Für den Hopfenbau entwickelte er die Hermannsche Drahtanlage, ein niedriges Hopfengerüst, mit dem man leichter ernten konnte. Hermann war aber auch Pomologe und Önologe, da er sich Gedanken darüber machte, wie man Obst- und Weinanbau im Land fördern kann. Für seinen Rotwein „Käsberger“ wurde er 1867 bei einer internationalen Messe in Paris ausgezeichnet. Er schrieb über verbesserte Erziehungsarten des Weinstocks und erfand ein Eisengerüst, das bis heute im Weinbau benutzt wird.
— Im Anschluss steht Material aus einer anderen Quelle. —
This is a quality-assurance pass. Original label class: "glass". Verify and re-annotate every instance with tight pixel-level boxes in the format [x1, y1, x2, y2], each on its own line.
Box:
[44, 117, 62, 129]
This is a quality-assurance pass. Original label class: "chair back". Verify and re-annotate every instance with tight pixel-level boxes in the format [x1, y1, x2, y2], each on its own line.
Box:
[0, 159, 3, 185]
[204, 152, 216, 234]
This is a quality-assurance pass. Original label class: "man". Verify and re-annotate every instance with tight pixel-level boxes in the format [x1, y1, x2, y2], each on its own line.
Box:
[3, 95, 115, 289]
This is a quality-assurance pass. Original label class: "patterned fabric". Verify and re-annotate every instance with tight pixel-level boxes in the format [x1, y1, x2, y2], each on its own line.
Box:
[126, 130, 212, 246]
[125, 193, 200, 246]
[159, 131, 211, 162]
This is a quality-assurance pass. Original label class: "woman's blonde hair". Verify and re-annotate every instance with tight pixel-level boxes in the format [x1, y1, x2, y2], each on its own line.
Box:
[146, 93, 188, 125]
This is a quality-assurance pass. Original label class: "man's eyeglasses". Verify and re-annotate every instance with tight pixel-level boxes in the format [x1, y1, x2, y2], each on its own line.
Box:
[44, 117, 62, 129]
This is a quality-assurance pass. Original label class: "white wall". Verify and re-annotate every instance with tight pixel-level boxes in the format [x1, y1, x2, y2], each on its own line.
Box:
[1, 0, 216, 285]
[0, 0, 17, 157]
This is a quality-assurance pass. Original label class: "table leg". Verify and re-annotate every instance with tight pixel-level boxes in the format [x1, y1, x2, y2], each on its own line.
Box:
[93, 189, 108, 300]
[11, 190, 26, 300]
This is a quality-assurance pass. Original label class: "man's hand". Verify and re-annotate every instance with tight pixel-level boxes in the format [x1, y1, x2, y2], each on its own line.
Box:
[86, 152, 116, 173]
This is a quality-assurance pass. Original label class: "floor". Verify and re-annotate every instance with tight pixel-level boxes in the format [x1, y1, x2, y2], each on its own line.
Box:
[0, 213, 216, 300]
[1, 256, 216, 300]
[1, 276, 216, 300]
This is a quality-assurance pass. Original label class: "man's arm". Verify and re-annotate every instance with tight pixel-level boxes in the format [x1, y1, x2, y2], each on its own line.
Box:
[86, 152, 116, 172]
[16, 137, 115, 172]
Hermann war aber auch Imker und Bienenzüchter. Als Jäger war er größter Pächter der Wald- und Feldjagd Ottmarsheim. Er war Mitglied des Gemeinderats, Mitglied des Landwirtschaftlichen Bezirksvereins Marbach, war Landtagskandidat.

Hermann hielt Hunderte von Vorträgen auf Fachversammlungen in ganz Deutschland, schrieb Artikel für viele Fachorgane, um seine Erfahrungen zu teilen Im Gasthaus Adler schenkte er seine berühmten Weine aus. Gäste kamen aus ganz Württemberg, aber auch aus Bayern. Zu seiner Zeit war der Adler bekannt über alle Grenzen.